Building to Last
Project SSPI: A Data-Driven Tool for Prioritizing School Resilience Investments in Mandaluyong

At a Glance
Research Summary
Project SSPI was designed to help Mandaluyong decide which school sites should receive engineering attention first when public funds are limited. Rather than relying on fragmented reports, the study piloted a district-level triage system that combines multi-hazard exposure with building age to reflect both environmental intensity and probable structural vulnerability. The result is a transparent screening tool that helps the city rank campuses using a shared method before emergency damage forces reactive spending.
Objectives
- Create a standardized screening tool for prioritizing school-resilience investments.
- Combine flood, liquefaction, and ground-shaking exposure into a transparent hazard index.
- Integrate a building-age modifier as a proxy for structural vulnerability.
- Align triage categories with real LGU planning choices and historical disaster records.
Context & Method
The Philippines is one of the most hazard-prone settings in the region, yet school-maintenance decisions are often shaped by fragmented submissions rather than by a common risk metric. In Mandaluyong, this planning gap matters because schools serve a dual role: they are continuous learning spaces and potential evacuation centers. SSPI addresses this by turning public hazard data into a district-wide screening framework that can guide inspection, capital planning, and resilience financing before disaster losses accumulate.

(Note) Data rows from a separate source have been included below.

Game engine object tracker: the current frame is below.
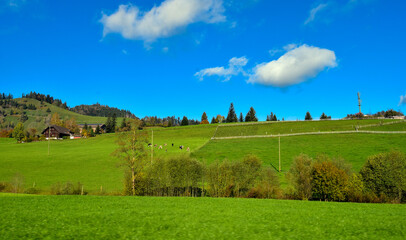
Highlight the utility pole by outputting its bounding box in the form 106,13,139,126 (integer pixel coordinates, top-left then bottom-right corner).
279,134,281,172
358,92,362,113
151,130,154,163
48,124,51,156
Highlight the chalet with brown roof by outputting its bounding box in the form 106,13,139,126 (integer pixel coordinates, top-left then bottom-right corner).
42,125,73,139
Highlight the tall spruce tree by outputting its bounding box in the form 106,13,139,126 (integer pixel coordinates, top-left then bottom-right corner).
111,113,117,132
180,116,189,126
245,107,258,122
226,103,238,122
202,112,208,122
106,116,112,133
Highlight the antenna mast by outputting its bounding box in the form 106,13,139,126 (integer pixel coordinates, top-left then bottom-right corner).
358,92,362,113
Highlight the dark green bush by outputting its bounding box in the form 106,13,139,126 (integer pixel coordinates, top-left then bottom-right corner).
360,152,406,202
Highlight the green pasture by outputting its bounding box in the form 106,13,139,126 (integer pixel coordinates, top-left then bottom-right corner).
0,120,406,194
0,194,406,240
216,119,399,137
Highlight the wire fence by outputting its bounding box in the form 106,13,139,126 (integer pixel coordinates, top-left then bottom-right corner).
211,130,406,140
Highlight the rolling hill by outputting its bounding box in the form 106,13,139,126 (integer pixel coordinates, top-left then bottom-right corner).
0,120,406,193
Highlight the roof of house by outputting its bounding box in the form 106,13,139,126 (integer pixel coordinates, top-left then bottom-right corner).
78,123,105,127
41,125,72,135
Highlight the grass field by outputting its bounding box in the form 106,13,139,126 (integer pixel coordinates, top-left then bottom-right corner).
0,120,406,194
0,194,406,239
215,119,399,137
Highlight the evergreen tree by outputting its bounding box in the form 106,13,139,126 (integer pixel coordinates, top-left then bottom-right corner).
320,113,328,120
120,118,127,131
305,112,313,121
105,116,112,133
20,112,28,122
245,107,258,122
13,122,25,142
226,103,238,122
202,112,208,122
94,125,101,134
111,113,117,132
180,116,189,126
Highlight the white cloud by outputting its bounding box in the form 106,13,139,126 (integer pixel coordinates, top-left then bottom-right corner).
195,57,248,82
398,95,406,106
248,44,337,87
100,0,225,42
304,3,328,25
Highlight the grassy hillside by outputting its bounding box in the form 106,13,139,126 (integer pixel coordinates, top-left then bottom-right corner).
216,119,399,137
0,194,406,239
3,98,122,131
0,121,406,193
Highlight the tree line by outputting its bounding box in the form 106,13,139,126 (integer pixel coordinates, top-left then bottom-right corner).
113,121,406,203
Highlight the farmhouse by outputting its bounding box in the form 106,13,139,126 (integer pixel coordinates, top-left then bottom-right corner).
78,123,106,133
42,125,73,139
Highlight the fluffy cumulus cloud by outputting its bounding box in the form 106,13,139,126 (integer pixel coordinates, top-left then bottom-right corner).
100,0,225,42
195,57,248,81
398,95,406,106
248,45,337,87
305,3,327,24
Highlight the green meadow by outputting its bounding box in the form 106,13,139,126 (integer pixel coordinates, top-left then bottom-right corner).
0,194,406,239
0,120,406,194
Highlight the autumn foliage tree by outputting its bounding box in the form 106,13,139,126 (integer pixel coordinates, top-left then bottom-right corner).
113,119,149,196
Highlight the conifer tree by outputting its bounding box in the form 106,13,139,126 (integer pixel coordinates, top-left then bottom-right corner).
305,112,313,121
226,103,238,122
13,122,25,142
245,107,258,122
202,112,208,122
180,116,189,126
94,125,101,134
106,116,112,133
111,113,117,132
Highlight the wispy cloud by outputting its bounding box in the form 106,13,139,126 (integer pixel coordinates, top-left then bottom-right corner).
398,95,406,106
304,3,328,25
304,0,376,25
248,44,337,87
195,57,248,82
100,0,226,42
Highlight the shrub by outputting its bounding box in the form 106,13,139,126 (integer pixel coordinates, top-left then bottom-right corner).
286,154,313,200
312,157,348,201
360,152,406,202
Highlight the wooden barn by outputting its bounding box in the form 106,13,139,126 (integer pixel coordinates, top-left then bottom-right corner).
78,123,106,133
42,125,73,139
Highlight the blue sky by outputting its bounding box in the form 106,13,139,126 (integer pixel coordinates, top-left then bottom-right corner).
0,0,406,120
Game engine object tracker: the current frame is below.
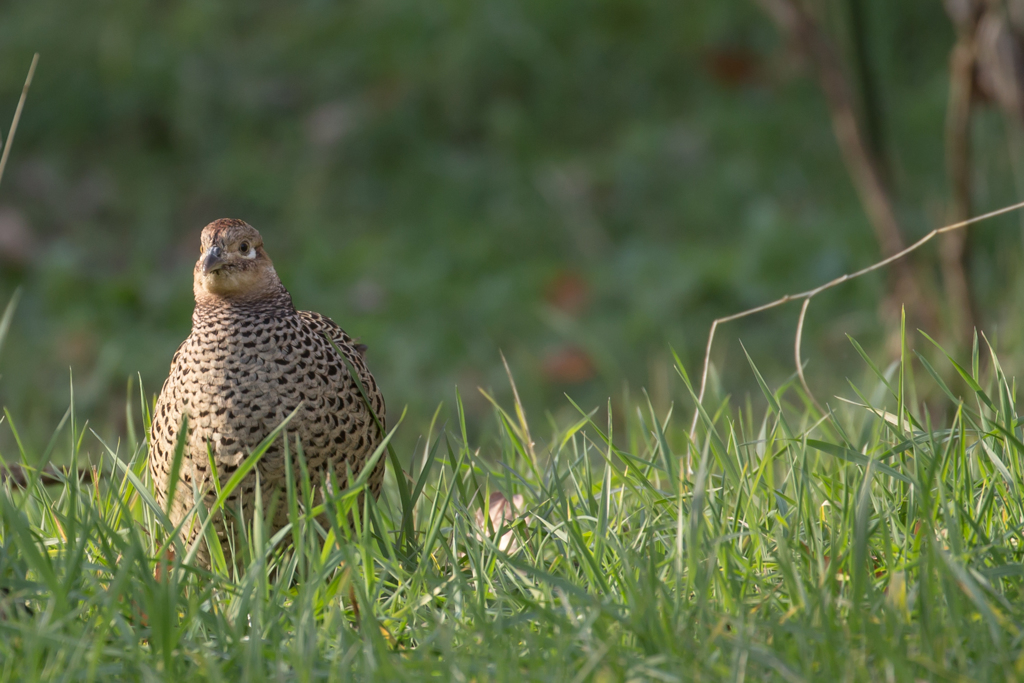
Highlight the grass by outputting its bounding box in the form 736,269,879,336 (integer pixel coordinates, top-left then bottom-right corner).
6,301,1024,681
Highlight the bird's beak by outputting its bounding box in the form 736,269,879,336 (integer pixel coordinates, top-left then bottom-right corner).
203,246,224,275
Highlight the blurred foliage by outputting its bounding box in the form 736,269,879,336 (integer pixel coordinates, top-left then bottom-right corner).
0,0,1020,454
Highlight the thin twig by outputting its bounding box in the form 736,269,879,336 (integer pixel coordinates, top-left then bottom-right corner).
793,297,825,415
690,197,1024,437
757,0,935,327
939,31,976,346
0,52,39,189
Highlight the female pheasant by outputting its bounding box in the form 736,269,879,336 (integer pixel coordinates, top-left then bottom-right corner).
150,218,385,565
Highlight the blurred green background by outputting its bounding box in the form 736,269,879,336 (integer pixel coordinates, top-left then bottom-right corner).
0,0,1022,454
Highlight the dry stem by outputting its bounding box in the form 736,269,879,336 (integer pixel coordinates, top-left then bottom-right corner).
690,197,1024,438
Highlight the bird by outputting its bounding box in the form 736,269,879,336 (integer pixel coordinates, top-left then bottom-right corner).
148,218,386,568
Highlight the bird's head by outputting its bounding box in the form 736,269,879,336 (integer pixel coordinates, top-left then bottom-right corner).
194,218,281,301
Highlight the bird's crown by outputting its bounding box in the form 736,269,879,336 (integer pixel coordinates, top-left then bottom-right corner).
194,218,284,303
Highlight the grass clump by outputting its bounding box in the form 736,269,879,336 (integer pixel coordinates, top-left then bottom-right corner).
0,313,1024,681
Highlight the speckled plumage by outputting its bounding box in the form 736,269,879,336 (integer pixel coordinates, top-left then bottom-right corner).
150,219,385,563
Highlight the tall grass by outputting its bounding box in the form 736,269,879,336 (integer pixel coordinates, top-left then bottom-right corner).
0,309,1024,682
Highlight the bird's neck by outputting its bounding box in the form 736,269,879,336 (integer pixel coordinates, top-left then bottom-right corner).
193,286,295,329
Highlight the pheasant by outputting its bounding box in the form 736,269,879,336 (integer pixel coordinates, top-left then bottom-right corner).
150,218,385,566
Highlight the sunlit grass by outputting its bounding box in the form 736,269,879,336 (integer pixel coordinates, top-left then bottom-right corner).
0,307,1024,682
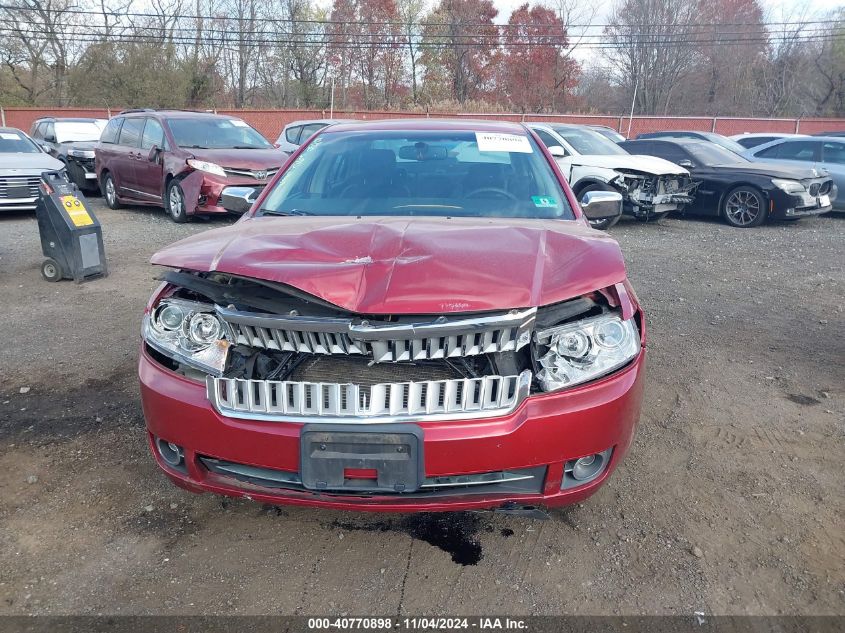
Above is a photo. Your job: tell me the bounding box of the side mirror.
[220,187,258,214]
[581,191,622,220]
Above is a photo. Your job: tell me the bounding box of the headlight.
[188,158,226,178]
[67,149,94,158]
[772,178,807,193]
[536,314,640,391]
[144,298,229,375]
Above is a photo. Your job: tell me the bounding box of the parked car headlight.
[143,298,229,375]
[772,178,807,193]
[67,149,94,158]
[535,314,640,391]
[188,158,226,178]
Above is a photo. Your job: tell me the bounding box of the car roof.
[620,136,704,149]
[285,119,357,129]
[321,117,526,134]
[117,110,239,119]
[35,116,108,123]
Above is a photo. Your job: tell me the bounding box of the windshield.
[260,131,574,220]
[707,134,745,154]
[167,118,273,149]
[552,126,628,155]
[56,119,107,143]
[687,142,748,165]
[0,130,41,154]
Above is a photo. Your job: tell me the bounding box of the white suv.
[528,123,696,229]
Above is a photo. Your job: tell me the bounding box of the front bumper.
[770,185,839,220]
[139,347,645,512]
[194,172,268,215]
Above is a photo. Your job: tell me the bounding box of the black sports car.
[619,139,837,228]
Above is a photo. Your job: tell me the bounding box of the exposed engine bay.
[613,169,698,220]
[145,271,639,417]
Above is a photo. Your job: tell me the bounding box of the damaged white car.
[528,123,696,229]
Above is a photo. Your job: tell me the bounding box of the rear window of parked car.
[167,117,273,149]
[755,141,819,161]
[119,118,144,147]
[0,130,41,154]
[100,119,123,143]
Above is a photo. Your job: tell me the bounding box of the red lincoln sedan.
[139,120,645,511]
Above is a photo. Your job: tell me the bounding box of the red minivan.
[95,110,288,222]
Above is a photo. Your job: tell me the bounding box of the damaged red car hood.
[152,217,625,314]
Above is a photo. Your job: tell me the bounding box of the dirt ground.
[0,199,845,615]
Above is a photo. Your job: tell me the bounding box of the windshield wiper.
[259,208,316,215]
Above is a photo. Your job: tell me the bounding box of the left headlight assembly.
[67,149,94,158]
[535,314,640,391]
[143,298,229,375]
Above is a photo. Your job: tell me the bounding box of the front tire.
[164,180,188,224]
[578,182,622,231]
[100,172,123,209]
[722,186,768,229]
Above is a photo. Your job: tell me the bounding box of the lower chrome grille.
[199,456,546,497]
[206,370,531,423]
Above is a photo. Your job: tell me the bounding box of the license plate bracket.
[6,185,33,199]
[299,424,425,494]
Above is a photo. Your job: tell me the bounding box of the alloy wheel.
[725,189,761,226]
[168,187,184,218]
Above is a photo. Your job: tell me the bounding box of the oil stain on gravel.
[331,512,483,565]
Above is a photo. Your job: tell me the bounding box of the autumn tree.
[499,3,578,112]
[328,0,404,109]
[421,0,499,104]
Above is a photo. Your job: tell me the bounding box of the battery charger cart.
[35,171,108,283]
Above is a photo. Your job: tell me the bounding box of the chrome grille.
[0,176,41,199]
[223,167,280,180]
[206,370,531,422]
[217,306,537,362]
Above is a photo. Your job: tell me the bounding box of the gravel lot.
[0,199,845,615]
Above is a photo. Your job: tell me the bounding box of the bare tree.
[605,0,699,114]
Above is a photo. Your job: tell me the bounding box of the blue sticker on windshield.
[531,196,557,209]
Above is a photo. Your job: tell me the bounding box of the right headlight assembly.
[143,297,229,376]
[535,314,640,391]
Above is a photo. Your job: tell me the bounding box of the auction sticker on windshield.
[531,196,557,209]
[475,132,534,154]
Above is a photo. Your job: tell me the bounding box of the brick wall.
[0,108,845,141]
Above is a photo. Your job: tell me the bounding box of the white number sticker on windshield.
[475,132,534,154]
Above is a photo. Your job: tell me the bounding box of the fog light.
[156,437,185,468]
[561,448,613,488]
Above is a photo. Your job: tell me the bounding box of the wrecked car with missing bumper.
[139,120,645,511]
[528,123,697,229]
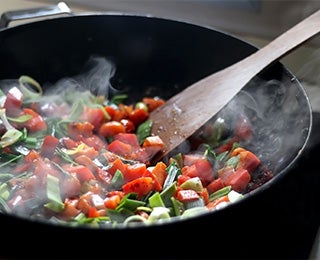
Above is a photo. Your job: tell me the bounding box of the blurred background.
[0,0,320,112]
[0,0,320,259]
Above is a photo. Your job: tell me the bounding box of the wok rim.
[0,11,313,231]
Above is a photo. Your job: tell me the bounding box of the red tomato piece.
[232,148,260,173]
[206,178,225,194]
[81,107,110,130]
[114,133,140,147]
[206,195,230,209]
[67,165,96,182]
[128,108,149,127]
[122,177,154,198]
[108,158,128,176]
[108,140,132,158]
[225,168,251,193]
[99,121,126,137]
[23,108,47,132]
[123,163,147,182]
[152,162,168,186]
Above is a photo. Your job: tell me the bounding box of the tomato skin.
[22,108,47,132]
[81,107,110,130]
[176,189,200,202]
[108,140,132,158]
[40,135,59,159]
[104,194,121,209]
[128,108,149,127]
[122,177,154,198]
[206,195,230,209]
[120,118,136,133]
[206,178,225,194]
[181,158,214,186]
[123,163,147,182]
[225,168,251,193]
[99,121,126,137]
[67,165,96,183]
[231,148,260,173]
[114,133,140,147]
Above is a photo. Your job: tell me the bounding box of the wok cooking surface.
[0,3,320,259]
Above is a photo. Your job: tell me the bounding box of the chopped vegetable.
[0,76,272,227]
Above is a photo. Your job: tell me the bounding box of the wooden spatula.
[150,10,320,160]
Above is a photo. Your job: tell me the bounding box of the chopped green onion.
[44,174,64,212]
[163,162,181,189]
[149,192,165,208]
[136,120,152,144]
[209,185,231,201]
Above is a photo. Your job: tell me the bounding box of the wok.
[0,3,312,258]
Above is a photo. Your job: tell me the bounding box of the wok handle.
[0,2,72,29]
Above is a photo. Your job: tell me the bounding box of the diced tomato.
[40,135,59,159]
[206,195,230,209]
[96,167,112,186]
[60,174,81,198]
[218,166,235,183]
[120,118,136,133]
[198,188,210,205]
[74,154,98,172]
[122,177,154,198]
[143,169,162,192]
[183,154,203,166]
[177,174,191,186]
[99,121,126,137]
[23,149,40,163]
[216,137,239,154]
[81,107,107,130]
[123,163,147,182]
[231,147,260,173]
[206,178,225,194]
[22,108,47,132]
[108,158,128,176]
[79,134,106,151]
[181,158,214,186]
[108,140,132,158]
[60,137,79,149]
[151,162,168,186]
[128,108,149,127]
[59,198,80,220]
[33,157,60,178]
[68,165,96,182]
[225,168,251,193]
[68,122,94,139]
[176,190,200,202]
[114,133,140,147]
[104,194,121,209]
[142,135,164,160]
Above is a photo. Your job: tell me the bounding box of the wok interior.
[0,14,311,225]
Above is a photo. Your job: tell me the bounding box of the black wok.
[0,4,312,258]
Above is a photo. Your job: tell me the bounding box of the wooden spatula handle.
[150,10,320,159]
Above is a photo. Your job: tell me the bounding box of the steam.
[45,56,117,98]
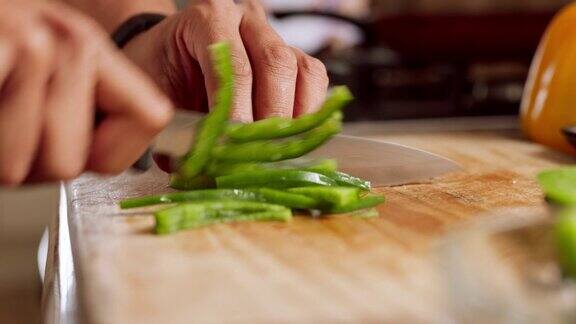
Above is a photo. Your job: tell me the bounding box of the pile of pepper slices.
[120,43,384,234]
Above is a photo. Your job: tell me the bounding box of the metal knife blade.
[309,135,460,187]
[153,113,460,187]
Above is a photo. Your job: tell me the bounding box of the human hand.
[0,1,172,185]
[124,0,328,122]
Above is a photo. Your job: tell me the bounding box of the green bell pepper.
[216,170,336,189]
[178,43,233,179]
[226,86,353,142]
[154,201,292,234]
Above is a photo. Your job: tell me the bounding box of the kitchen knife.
[147,112,460,187]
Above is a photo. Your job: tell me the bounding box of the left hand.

- Coordinates for 12 public schools were validated through satellite imagery, on-site GPS pins, and the DepEd masterlist.
- Each school was processed through DOST-PHIVOLCS HazardHunterPH to obtain time-stamped hazard-assessment reports.
- Flood, liquefaction, and ground-shaking classes were converted into a fixed numeric scale and averaged into the Multi-Hazard Exposure Index (MHEI).
- A localized building-age modifier (1.00 to 1.17) was applied to derive the final SSPI triage score.


Key Findings
- Applying the formula to 12 schools produced SSPI scores ranging from 1.95 to 3.12.
- Two schools fell under Urgent Priority Review, four under Priority Engineering Inspection, and six under Preventive Action and Monitoring.
- Amado T. Reyes ES ranked highest in the sample extract at 3.12, indicating immediate review need.
- The pilot output aligned with District II DRRMC records, supporting the model’s face validity.
Implications & Recommended Actions
- Integrate SSPI into the annual LGU and school-infrastructure planning cycle.
- Standardize coordinate and building-age verification before computing scores.
- Use SSPI as a screening tool that triggers inspection, not as a final engineering verdict.
- Develop future systems integration with DepEd school-building inventory data.
“By combining multi-hazard exposure with a building-age modifier, SSPI gives Mandaluyong a transparent way to rank campuses before emergency repairs dictate the agenda.”